Firstly what is omni-channel? The Webcredible report in 2012 defined it as "Doing multi-channel properly". It is delivering a seamless experience to your customers and "ability to choose any technology or communications channel they wish, at any time, anywhere."
Omni-channel is an open platform approach that enables the customer to see the retailer as a brand rather than a channel within a brand. From the customer's perspective they are able to make a purchase online, in store, on a mobile app, on the phone etc and have access to the same full product offering and stock availability.
Once purchased the customer then has the ability to decide time and place of delivery e.g. home, office, store. Perhaps the trickiest technical piece of the jigsaw is for the (returning) customer to be recognised immediately they start the transaction and have any previous delivery information, payment and credit information presented to them thus reducing the transaction time and continual re-entry of information.
Within the retailer's technical infrastructure all channels must work from a single database of products, prices and promotions and the all important customer history and information must be readily available to any device / point of sale. The bricks-and-mortar stores must become an extension of the Supply Chain.
The Webcredible report acknowledges that "Generally omni-channel is not being done well at the moment" and "Fully developed omni-channel experiences (such as Burberry's) are only currently feasible thanks to innovation and budget that can be justified in flagship stores for exclusive brands".
So is "omni-channel" just the latest buzzword or is it an essential development that retailers can't afford not to invest in? Consider the following scenario:
It is a Thursday afternoon. Your customer, a regular though infrequent shopper, calls into your flagship city centre store on her way home and sees a dress that she likes in your sale. In a hurry she doesn't try it on and leaves your store.
30 minutes later she is relaxing in her train seat and decides to take advantage of your mobile app. She saves the dress along with 2 matching items to view them later. Once home she accesses your website through a tablet, retrieves the saved items and asks for them to be sent to her nearest store, which happens to be a concession, with the intention of trying them on before deciding to purchase.
As it is the end of the season the concession only has stock of one of the items. Your DC has one of the others, but only your flagship store has the third. No one place has all 3 items in the sizes required. All the items were available to the customer as omni-channel displays 100% of the stock irrespective of physical location. To add to the challenges the Department Store where the concession is based will not take deliveries on a Saturday.
The first issue is that the software has to take the customer's order and use it to generate instructions to 3 different places: 1) the concession that the customer will visit 2) one other store to tell them to move an item to the concession and 3) the DC to move the item that will complete the order.

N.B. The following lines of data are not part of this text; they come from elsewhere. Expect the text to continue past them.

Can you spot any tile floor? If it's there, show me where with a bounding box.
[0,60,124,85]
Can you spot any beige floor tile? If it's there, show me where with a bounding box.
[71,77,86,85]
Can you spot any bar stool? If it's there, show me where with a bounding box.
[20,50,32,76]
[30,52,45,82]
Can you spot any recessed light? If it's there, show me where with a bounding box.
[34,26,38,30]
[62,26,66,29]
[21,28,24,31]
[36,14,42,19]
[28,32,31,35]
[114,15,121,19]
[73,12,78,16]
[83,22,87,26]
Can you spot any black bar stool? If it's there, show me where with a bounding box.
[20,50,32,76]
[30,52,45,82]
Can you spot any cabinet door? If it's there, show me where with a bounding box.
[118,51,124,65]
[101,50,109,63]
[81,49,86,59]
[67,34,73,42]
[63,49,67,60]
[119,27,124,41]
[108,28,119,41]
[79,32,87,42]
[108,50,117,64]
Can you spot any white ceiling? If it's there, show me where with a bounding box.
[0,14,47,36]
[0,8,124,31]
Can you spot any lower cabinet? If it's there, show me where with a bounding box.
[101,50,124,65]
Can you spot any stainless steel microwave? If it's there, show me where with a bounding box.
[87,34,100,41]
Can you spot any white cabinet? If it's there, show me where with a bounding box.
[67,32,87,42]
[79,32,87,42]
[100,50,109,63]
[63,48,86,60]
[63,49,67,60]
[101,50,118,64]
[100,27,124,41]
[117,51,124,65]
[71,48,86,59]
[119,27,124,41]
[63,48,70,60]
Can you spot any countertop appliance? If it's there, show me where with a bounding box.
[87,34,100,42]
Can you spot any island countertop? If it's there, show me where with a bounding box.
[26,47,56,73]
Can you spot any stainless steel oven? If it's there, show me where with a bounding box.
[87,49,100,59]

Secondly there is a big issue here with timing. The order was placed on a Thursday evening and the customer, may arrive as early as 09:00 on Saturday. While this may (I repeat "may") be possible from the DC, how many retailers would be able to complete the inter-branch transfer within the required timescale?
Next is cost. This order will generate 2 exceptional item movements and will inevitably generate additional cost. As the customer's perception is that they are buying from a store they don't expect any of this to be passed on to them and it will therefore come out of an already diminished margin.
Finally there is service. The customer has high expectations of the way she will be treated at the store, which given that it is a concession may not even be by your employees. It should also be noted that she doesn't perceive herself to have actually bought the items yet. If she doesn't turn up on the Saturday, or decides not to purchase one or more of the items then it won't be a return, it will never have been a sale.
Under these circumstances isn't it more realistic for most retailers to restrict the customer to a home delivery option at the point of ordering? After that everything becomes logistically much more straightforward and the costs easier to control. Surely it is better to do this well than attempt something more complex and fail?
Whilst the desire is to be omni-channel, the execution may not be if you want to a) make money from the sale and b) satisfy customer expectations, which has got to be what it is all about. As a customer I don't mind being restricted to home delivery, or receiving multiple parcels, all I want is what I ordered. As long as the interaction with the website lets me know what to expect, why would I really care?
Surely the key thing has got to be: don't promise what you can't, profitably and reliably, deliver.